Part 2: LGBTQ Youth in the Juvenile Justice System

By Amanda Valentino

The saying "Never judge a book by its cover" is one of the lessons we were all taught since childhood. It has been used to teach us to look at the whole picture before judging and categorizing an individual. A novel theory, coined "multidimensionality," embraces this well-known saying. Multidimensionality illustrates that, to understand someone, it is necessary to know where he or she comes from and all of the identities that he or she encompasses before trying to address specific needs. This theory can reveal the diverse material, social, and emotional harms that are caused by the interconnectedness of racism, sexism, poverty, and heterosexism. Darren Leonard Hutchinson, "'Gay Rights' for 'Gay Whites'?: Race, Sexual Identity, and Equal Protection Discourse," 85 Cornell L. Rev. 1358, 1368 (2000).
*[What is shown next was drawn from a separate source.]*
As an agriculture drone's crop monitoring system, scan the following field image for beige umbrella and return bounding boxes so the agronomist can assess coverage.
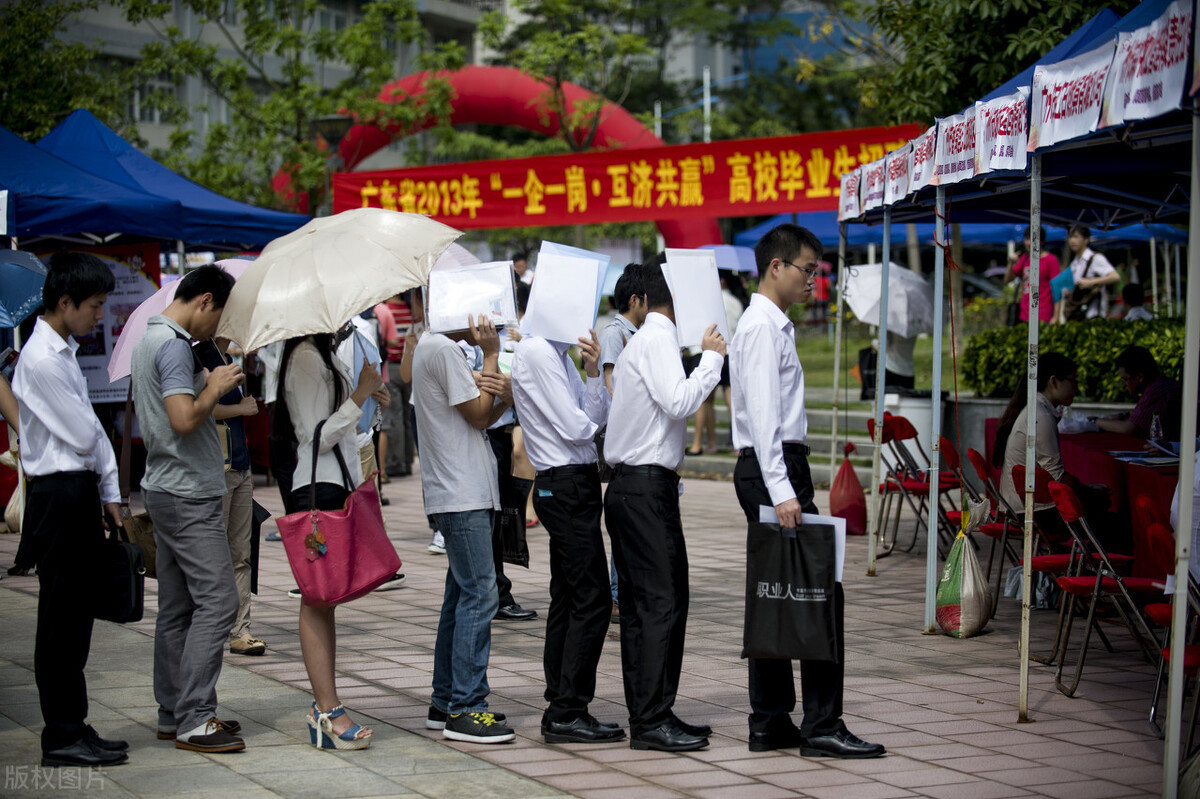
[217,208,462,350]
Because not all young clients will be willing to freely speak about his or her orientation or gender identity, possibly because of past trauma associated with coming out to adult family figures, juvenile advocates need to be attentive to who their young client really is. Multidimensionality is the key to understanding clients; it examines the sexual identity (together with race, gender, and class) and the complex life experiences of young clients. An extreme attentiveness to subtle cues and hints at possible issues is needed when working with all young clients because they are usually the most reluctant to place their trust in adults.